In den Evangelien der Sonntagen im Februar hören wir wichtige Abschnitte aus der Bergpredigt Jesu. Jesus legt uns darin die Gebote, Weisungen und Prinzipien vor, an die wir uns als seine Jünger halten sollen, damit wir wahrhaft Kinder unseres Vaters im Himmel werden (vgl. Mt 5,45).
Eines der Gebote, das für uns menschlich gesehen am schwersten zu verstehen ist, ist das Gebot des Verzichtes auf Rache und der Feindesliebe. Wenn Jesus sagt: “Leistet dem, der euch etwas Böses antut, keinen Widerstand, sondern wenn dich einer auf die rechte Wange schlägt, dann halt ihm auch die andere hin”, oder “Liebt eure Feinde und betet für die, die euch verfolgen”, dann werden wir dem vielleicht theoretisch zustimmen, aber wenn es konkret wird, werden wir vielleicht auch so denken, wie es in der folgenden Begebenheit geschildert wird.
In den 60-er Jahren war der sowjetischen Regierungschefs Nikita Chruschtschow in Frankreich zu Besuch und man hat ihm auch die Kathedrale von Reims gezeigt. Nach der Führung hat er zu dem Prälaten, der ihn begleitet hat, gesagt: “Eigentlich stimme ich mit allem überein, was euer Christus gelehrt hat. Ein Mann mit sozialen Ideen. Ein Mann, der für die Revolution war. Wirklich, euer Christus imponiert mir.” Aber nach einer Weile machte er doch die bemerkenswerte Einschränkung: “Nur eines verstehe ich nicht an eurem Christus; wenn er sagt: Haut dich einer auf die linke Backe, reich ihm auch die rechte! – Nein, wenn mich einer schlägt, dann mache ich ihn einen Kopf kürzer.” Er hat genau das ausgesprochen, was in der Welt üblich ist. Hier geht es nicht bloß “Aug um Auge, Zahn um Zahn”, das wäre ja noch gerecht, sonder für eine Ohrfeige macht man den anderen gleich um einen Kopf kürzer.
Aber was ist nun mit dieser anderen Wange gemeint?
Es geht hier ganz offensichtlich um die persönlichen Beleidigungen und Verletzungen, die uns in verschiedenster Weise treffen können.

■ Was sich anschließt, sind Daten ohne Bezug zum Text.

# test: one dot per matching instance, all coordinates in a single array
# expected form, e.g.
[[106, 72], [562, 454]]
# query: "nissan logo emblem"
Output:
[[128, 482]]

In solchen Situationen sind wir zwar manchmal nach außen hin fähig, ein Unrecht oder eine Beleidigung zu ertragen – um des Lieben Friedens willen. Aber innerlich haben wir diesen Schlag noch lange nicht überwunden. Wir sind versucht, ganz heftige Gedanken des Zornes, des Hasses, der Rache mit uns herumzutragen, ja vielleicht sogar ein Leben lang, weil wir das Unrecht nicht verzeihen können.
Wenn Jesus hier sagt, wir sollen auch die andere Wange hinhalten, so könnten wir darunter die Gesichtsseite des inneren Menschen verstehen.
Jesus wollte, dass wir jeden Hass auf die Menschen, jeden Gedanken der Rache in der Tiefe unserer Seele von Grund auf überwinden durch das Vergeben und Verzeihen, so wie er es getan hat. Das ist aber nur möglich mit seiner Gnade und in seinem Geist.